Всю Отечественную войну он служит в Монголии — учит летать монгольских летчиков. Затем участвует в войне с Японией. По окончании войны он — штурман истребительного полка. В его обязанности входит составление учебных планов летной подготовки.

Формально такой план — секретный документ. Он должен печататься машинисткой, допущенной специальным приказом к секретному делопроизводству на специально зарегистрированной пишущей машинке.

В какой-то предпраздничный день нужно было дать на подпись командиру очередной план штурманской подготовки, а «секретной» машинистки почему-то не оказалось на работе. А Юра — холостяк, и у него есть подруга с незарегистрированной машинкой, но тоже машинистка их части. Она по Юриной просьбе перепечатала его рукописный план.

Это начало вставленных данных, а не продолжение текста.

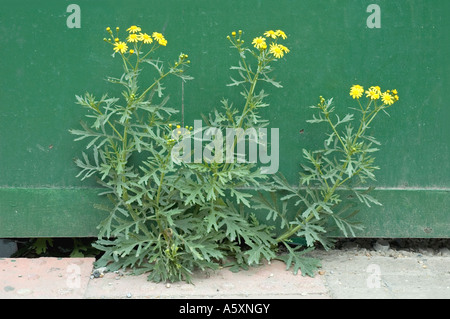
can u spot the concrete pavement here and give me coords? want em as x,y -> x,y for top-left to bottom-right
1,250 -> 449,299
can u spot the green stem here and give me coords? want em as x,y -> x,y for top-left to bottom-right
120,53 -> 133,72
154,150 -> 175,241
276,133 -> 354,243
352,99 -> 373,146
275,185 -> 335,243
155,172 -> 166,232
220,61 -> 262,174
138,71 -> 170,102
362,107 -> 382,134
276,214 -> 314,243
90,105 -> 124,142
325,113 -> 347,153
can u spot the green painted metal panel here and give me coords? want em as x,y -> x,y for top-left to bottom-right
0,0 -> 449,237
345,189 -> 450,238
0,188 -> 106,237
0,188 -> 447,238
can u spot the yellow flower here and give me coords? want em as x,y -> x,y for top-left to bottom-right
127,33 -> 139,43
269,43 -> 284,58
392,89 -> 398,95
129,49 -> 135,55
138,32 -> 153,44
152,32 -> 164,41
365,86 -> 381,100
278,44 -> 290,53
159,38 -> 168,46
126,25 -> 141,33
264,30 -> 277,39
152,32 -> 167,45
381,92 -> 394,105
350,85 -> 364,99
366,91 -> 380,100
113,41 -> 128,54
275,30 -> 287,39
252,36 -> 267,50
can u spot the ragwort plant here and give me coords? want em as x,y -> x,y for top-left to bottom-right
71,26 -> 198,282
71,27 -> 297,282
255,85 -> 399,262
72,25 -> 399,281
172,29 -> 295,273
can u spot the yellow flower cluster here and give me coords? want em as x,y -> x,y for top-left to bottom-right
167,124 -> 193,144
250,29 -> 289,58
151,32 -> 167,46
350,85 -> 399,106
105,25 -> 168,55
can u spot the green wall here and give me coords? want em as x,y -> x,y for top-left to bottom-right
1,0 -> 449,237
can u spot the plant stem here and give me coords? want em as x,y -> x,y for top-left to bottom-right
220,59 -> 262,174
325,113 -> 347,152
352,100 -> 373,146
155,171 -> 167,232
276,117 -> 356,243
139,73 -> 169,101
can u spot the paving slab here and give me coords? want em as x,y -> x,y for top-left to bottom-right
312,250 -> 450,299
1,250 -> 449,299
85,260 -> 329,299
0,257 -> 95,299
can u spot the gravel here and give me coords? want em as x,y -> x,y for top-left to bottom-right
326,238 -> 450,257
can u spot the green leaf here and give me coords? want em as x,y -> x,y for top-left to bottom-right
335,113 -> 354,126
252,191 -> 289,229
229,188 -> 252,207
353,187 -> 382,207
31,238 -> 53,255
275,244 -> 321,277
294,223 -> 326,247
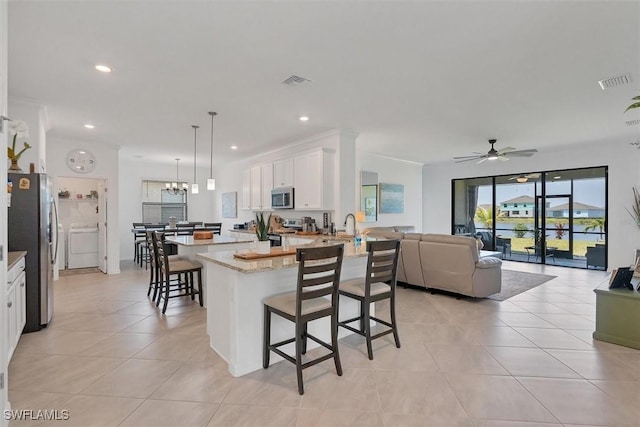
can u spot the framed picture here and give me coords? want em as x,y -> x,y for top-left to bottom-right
222,191 -> 237,218
609,267 -> 634,290
379,183 -> 404,214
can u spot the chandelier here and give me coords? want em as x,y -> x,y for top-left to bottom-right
165,158 -> 188,195
207,111 -> 217,191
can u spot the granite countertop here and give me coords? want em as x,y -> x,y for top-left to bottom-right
8,251 -> 27,270
229,229 -> 353,241
197,239 -> 369,274
166,235 -> 253,246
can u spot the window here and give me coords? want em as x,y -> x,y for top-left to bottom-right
141,180 -> 188,223
512,210 -> 520,215
514,203 -> 519,207
525,210 -> 529,215
503,204 -> 507,208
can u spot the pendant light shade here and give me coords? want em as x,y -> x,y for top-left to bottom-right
191,125 -> 199,194
207,111 -> 217,191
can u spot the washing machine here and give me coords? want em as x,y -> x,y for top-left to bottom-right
67,223 -> 99,269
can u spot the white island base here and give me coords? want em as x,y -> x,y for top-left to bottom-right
199,249 -> 368,377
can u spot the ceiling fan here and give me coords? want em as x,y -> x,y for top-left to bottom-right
453,139 -> 538,164
508,173 -> 541,183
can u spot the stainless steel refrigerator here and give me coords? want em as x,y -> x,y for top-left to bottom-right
8,173 -> 58,333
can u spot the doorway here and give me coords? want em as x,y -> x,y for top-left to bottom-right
56,176 -> 107,275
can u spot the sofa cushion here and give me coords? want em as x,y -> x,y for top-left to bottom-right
393,226 -> 415,233
403,233 -> 423,240
476,257 -> 502,268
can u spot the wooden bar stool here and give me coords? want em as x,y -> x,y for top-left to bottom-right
204,222 -> 222,235
263,245 -> 345,395
154,231 -> 203,314
146,231 -> 184,302
338,239 -> 401,360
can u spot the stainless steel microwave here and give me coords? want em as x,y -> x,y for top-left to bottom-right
271,187 -> 294,209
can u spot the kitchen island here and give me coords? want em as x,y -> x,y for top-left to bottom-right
197,240 -> 369,377
165,235 -> 254,306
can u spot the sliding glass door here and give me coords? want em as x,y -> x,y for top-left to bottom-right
451,166 -> 607,270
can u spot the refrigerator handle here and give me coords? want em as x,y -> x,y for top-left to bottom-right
51,200 -> 59,264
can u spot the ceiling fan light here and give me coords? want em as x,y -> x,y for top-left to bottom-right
516,176 -> 528,183
487,154 -> 498,160
207,178 -> 216,191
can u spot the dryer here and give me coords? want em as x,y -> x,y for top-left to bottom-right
67,223 -> 99,269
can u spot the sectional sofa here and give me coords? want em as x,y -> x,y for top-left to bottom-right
363,227 -> 502,298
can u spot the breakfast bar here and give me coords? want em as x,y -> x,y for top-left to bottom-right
197,240 -> 369,377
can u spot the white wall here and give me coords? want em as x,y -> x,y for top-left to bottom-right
355,151 -> 424,231
423,139 -> 640,267
7,99 -> 47,173
47,137 -> 120,274
118,157 -> 212,260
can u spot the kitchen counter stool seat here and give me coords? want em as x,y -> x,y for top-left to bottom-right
263,245 -> 344,395
338,239 -> 401,360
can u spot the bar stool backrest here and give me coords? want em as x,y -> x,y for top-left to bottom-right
364,240 -> 401,297
176,224 -> 196,235
153,231 -> 170,275
204,222 -> 222,235
295,245 -> 345,320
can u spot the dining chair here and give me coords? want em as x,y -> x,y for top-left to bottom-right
263,244 -> 344,395
338,239 -> 401,360
138,224 -> 166,268
154,231 -> 203,314
176,223 -> 196,236
204,222 -> 222,235
133,222 -> 151,264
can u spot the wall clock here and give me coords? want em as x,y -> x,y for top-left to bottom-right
66,149 -> 96,173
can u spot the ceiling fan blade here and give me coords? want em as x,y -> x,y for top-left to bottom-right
499,147 -> 517,153
526,173 -> 541,178
476,157 -> 488,164
455,157 -> 484,163
503,149 -> 538,157
497,155 -> 509,161
453,154 -> 484,160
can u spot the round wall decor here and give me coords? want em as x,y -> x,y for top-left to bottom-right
66,149 -> 96,173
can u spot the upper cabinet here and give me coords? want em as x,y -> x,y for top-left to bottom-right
273,158 -> 294,188
294,148 -> 335,210
248,163 -> 273,211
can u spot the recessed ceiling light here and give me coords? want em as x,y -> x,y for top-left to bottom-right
299,116 -> 309,122
230,145 -> 238,150
95,64 -> 112,73
84,124 -> 95,129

Известно, что каждая машинка имеет хоть и мало различимый, но свой почерк. Бдительный начальник СМЕРША обнаружил нарушение секретного делопроизводства. Сначала он строго отчитал Юру и указал, какая есть в уголовном кодексе на этот счет статья, и этим разговором обещал ограничиться, но потом решил, что своя рубашка ближе к телу: а вдруг виновный кому-нибудь расскажет, как начальник СМЕРША попустительствует нарушителям секретности.

Делу дали законный ход. На ту беду шла очередная компания с призывом «Бди!»; Гарнаева отдают под суд, и он получает три года заключения.

Тут смершевское начальство поняло, что перегнуло палку, и решило как-то осужденному помочь. Его направили на дальневосточную стройку и определили техником-конструктором.

Юра — человек очень способный — быстро освоил и хорошо исполнял свою работу.

Начальник строительства пообещал Юре скорое помилование, но с условием, что он останется у него работать. Заключенный Гарнаев ответил, что он летчик и обязательно вернется в авиацию.

— Ты что, дурак? — говорит начальник. — Кто тебя возьмет в авиацию из тюрьмы? Я тебе обеспечу хорошее положение на строительстве.

Юра был не дурак, но он был фанатиком авиации. Для него полеты были призванием и религией. Гулаговские начальники не терпели возражений заключенных. Так уж, видно, исторически сложились их взаимоотношения.

— Не хочешь работать у меня, отправляйся в нормальный лагерь.

И отправил. Попал Гарнаев на строительство комбината в лагерь Дудинки. Это действительно был «нормальный» лагерь со всеми его «прелестями», в котором зек Гарнаев и отбыл сполна весь срок.

Освободившись и узнав, что в Московской области есть город Жуковский, где испытывают самолеты, он приехал в эту Мекку отечественной авиации и устроился работать слесарем на аэродром. Одновременно поступил в аэроклуб. Тогда авиационный спорт в аэроклубах был доступен всем желающим.

Летчики-испытатели ЛИИ, узнав его и его злую долю, стали, как могли, ему помогать. Но в это время в ЛИИ началась пресловутая «чистка», и вместе с грешными по пятому пункту анкеты, имевшими родственников на оккупированной территории был лишен пропуска на аэродром и бывший зек Гарнаев.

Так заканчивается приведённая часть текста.